Der Obersturmführer stopfte sie ihm in die Tasche. »Doktorchen, wir werden das
schon noch brauchen können!« Er liebte das Mädchen wirklich. Gräfenheim war so
mißtrauisch, daß er sich nicht von seiner Frau verabschiedete. Er glaubte, so
das Schicksal zu bestechen. Hätte er sich verabschiedet, glaubte er, hätte man
ihn zurückgebracht. Er kam durch. Nun saß er in Philadelphia und bereute, seine
Frau nicht geküßt zu haben. Er konnte nicht darüber hinwegkommen. Von seiner
Frau hatte er nie wieder etwas gehört. Es wäre auch schwer möglich gewesen,
bald darauf war der Krieg ausgebrochen.
***
Vor dem Hotel Reuben
stand ein Rolls-Royce mit Chauffeur. Er nahm sich da aus wie ein Goldbarren in
einem Aschenhaufen. »Das ist der richtige Begleiter für Sie«, sagte Melikow aus
dem Innern der Plüschbude. »Ich habe leider keine Zeit.«
Ich sah Natascha Petrowna in der Ecke.
»Gehört Ihnen vielleicht der imposante Rolls-Royce draußen?« fragte ich.

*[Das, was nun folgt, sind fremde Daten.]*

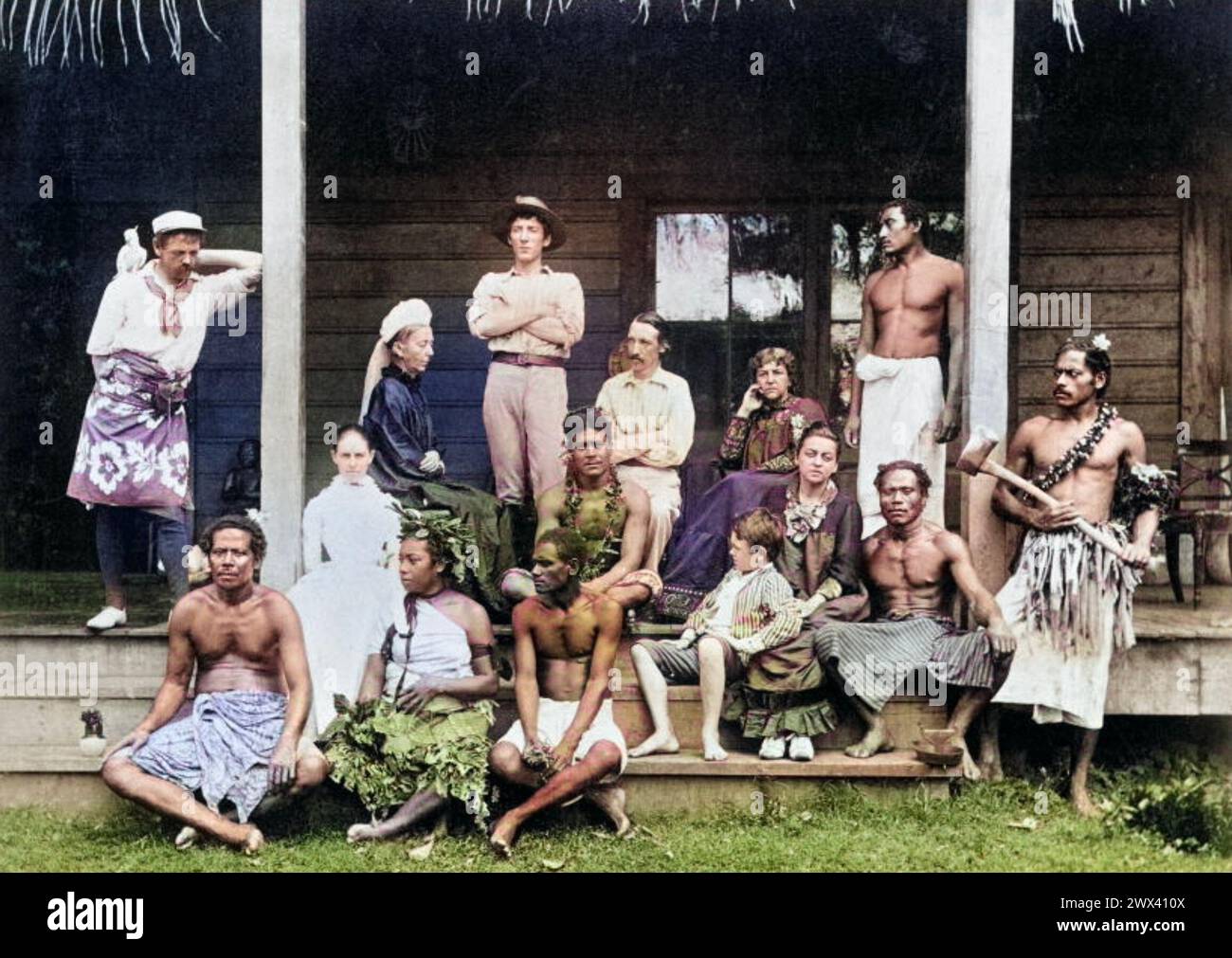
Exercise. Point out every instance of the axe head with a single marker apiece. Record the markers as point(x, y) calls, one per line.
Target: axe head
point(982, 443)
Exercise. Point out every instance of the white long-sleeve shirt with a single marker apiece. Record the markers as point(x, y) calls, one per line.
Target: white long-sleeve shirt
point(654, 412)
point(130, 312)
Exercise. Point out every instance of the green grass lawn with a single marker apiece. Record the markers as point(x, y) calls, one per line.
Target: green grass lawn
point(841, 830)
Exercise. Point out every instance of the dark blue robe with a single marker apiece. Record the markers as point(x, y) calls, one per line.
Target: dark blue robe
point(401, 430)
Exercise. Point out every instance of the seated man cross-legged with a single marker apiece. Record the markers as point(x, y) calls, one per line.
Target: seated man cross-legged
point(912, 568)
point(239, 736)
point(750, 611)
point(418, 734)
point(610, 515)
point(566, 743)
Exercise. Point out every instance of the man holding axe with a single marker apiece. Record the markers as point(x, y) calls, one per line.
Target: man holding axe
point(1091, 515)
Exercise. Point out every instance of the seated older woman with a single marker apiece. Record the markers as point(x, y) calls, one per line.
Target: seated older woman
point(760, 446)
point(408, 460)
point(783, 697)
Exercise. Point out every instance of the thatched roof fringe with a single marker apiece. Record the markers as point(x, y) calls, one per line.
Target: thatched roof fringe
point(42, 29)
point(1063, 13)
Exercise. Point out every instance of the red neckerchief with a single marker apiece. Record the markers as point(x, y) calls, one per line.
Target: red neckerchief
point(169, 315)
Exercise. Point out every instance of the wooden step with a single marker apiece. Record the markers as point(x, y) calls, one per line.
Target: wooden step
point(747, 784)
point(898, 764)
point(904, 715)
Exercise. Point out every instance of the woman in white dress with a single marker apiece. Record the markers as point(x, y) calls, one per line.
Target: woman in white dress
point(350, 533)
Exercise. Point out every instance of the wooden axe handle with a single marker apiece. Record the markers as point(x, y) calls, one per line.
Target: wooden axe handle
point(1099, 535)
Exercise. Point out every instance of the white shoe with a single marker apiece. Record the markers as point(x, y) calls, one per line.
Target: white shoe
point(772, 749)
point(800, 749)
point(109, 618)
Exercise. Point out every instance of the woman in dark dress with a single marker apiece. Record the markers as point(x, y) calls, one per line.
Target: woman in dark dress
point(408, 460)
point(758, 452)
point(783, 697)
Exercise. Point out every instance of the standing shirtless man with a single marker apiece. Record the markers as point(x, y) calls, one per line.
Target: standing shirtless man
point(239, 735)
point(566, 641)
point(897, 407)
point(912, 568)
point(1075, 600)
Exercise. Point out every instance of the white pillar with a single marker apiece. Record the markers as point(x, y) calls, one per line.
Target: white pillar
point(987, 207)
point(282, 293)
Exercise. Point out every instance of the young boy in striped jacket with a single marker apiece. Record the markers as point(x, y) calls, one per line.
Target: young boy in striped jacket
point(750, 611)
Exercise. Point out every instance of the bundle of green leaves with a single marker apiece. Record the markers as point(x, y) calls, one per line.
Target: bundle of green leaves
point(386, 756)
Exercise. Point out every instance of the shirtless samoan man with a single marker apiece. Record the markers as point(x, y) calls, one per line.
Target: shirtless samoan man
point(615, 533)
point(912, 568)
point(566, 641)
point(897, 407)
point(1077, 456)
point(251, 699)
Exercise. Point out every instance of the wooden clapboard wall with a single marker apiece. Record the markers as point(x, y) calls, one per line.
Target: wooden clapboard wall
point(1125, 251)
point(366, 255)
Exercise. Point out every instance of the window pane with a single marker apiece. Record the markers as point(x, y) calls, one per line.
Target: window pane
point(768, 267)
point(691, 266)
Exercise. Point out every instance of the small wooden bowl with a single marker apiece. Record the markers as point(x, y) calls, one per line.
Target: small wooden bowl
point(943, 756)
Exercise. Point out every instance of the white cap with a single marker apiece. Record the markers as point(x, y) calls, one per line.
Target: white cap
point(176, 219)
point(407, 313)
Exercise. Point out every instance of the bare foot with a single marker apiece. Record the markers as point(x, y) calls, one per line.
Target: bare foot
point(969, 769)
point(610, 800)
point(1083, 805)
point(990, 769)
point(361, 831)
point(504, 833)
point(875, 740)
point(253, 842)
point(660, 741)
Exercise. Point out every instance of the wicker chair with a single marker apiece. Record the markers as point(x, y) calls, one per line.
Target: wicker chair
point(1204, 508)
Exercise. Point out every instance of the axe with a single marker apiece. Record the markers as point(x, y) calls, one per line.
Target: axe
point(974, 461)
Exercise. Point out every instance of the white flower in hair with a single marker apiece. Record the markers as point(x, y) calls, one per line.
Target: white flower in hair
point(259, 517)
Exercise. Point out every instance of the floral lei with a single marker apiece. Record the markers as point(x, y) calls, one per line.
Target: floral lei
point(802, 518)
point(1080, 451)
point(608, 550)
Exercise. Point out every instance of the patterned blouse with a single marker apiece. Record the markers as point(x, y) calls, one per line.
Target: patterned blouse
point(767, 440)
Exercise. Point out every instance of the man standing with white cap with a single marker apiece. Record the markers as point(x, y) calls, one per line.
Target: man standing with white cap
point(134, 451)
point(530, 317)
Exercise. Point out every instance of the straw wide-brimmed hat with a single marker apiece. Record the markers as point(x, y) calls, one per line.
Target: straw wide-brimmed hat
point(529, 206)
point(176, 219)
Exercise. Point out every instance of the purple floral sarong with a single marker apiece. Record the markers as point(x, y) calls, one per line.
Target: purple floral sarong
point(223, 748)
point(134, 448)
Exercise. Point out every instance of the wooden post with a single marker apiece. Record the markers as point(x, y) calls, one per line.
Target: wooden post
point(282, 243)
point(987, 207)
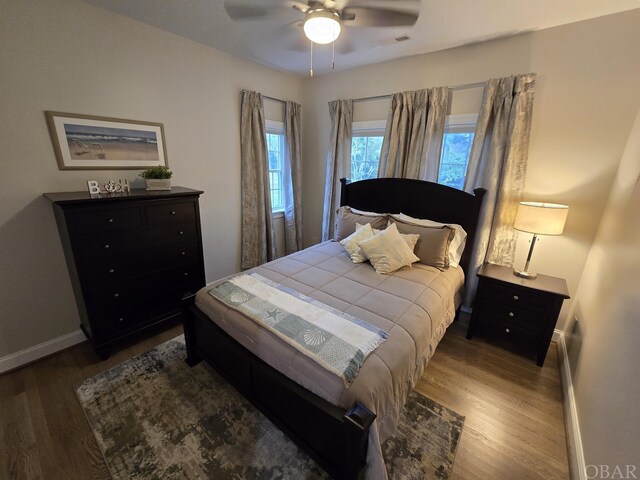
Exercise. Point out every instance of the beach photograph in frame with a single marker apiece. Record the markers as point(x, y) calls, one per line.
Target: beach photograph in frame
point(86, 142)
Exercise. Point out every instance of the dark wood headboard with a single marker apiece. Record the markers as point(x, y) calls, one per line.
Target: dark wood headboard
point(419, 199)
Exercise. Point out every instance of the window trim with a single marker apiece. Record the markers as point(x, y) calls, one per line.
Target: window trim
point(273, 127)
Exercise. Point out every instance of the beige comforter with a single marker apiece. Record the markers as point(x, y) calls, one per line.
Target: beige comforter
point(415, 305)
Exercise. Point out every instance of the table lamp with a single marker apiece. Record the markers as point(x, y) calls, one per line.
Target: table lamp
point(540, 219)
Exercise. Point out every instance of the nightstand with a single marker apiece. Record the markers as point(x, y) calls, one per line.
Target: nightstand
point(520, 311)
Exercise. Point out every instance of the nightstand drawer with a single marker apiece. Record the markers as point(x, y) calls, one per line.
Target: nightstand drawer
point(518, 297)
point(499, 312)
point(510, 333)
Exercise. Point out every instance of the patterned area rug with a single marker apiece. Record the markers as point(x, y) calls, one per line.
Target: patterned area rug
point(154, 417)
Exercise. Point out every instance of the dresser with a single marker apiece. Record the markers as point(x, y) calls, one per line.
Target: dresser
point(131, 258)
point(518, 311)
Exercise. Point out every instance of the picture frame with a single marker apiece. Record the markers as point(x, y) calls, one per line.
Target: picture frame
point(89, 142)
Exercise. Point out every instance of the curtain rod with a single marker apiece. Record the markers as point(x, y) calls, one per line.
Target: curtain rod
point(462, 86)
point(273, 99)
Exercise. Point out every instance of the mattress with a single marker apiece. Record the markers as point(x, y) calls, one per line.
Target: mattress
point(415, 305)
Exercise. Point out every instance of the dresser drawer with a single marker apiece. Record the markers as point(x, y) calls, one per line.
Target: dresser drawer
point(101, 248)
point(107, 220)
point(107, 270)
point(170, 213)
point(518, 297)
point(495, 311)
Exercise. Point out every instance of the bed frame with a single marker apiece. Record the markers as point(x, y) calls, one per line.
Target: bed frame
point(334, 437)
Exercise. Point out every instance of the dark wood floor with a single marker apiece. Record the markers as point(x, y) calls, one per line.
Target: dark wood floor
point(513, 430)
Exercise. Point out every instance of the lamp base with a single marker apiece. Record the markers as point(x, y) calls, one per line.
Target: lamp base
point(525, 274)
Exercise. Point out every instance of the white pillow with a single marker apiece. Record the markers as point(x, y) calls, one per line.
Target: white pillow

»Geliehen!« erwiderte sie. »Geliehen, wie
die Kleider, in denen ich photographiert werde, und wie der Schmuck. Nichts ist
echt an mir.«
»Die Stimme ist echt. Und der Rolls-Royce
auch.«
»Gut. Aber nichts gehört mir. Ich bin dann
eine Betrügerin mit echten Dingen. Paßt das besser?«
»Es ist viel gefährlicher«, sagte ich.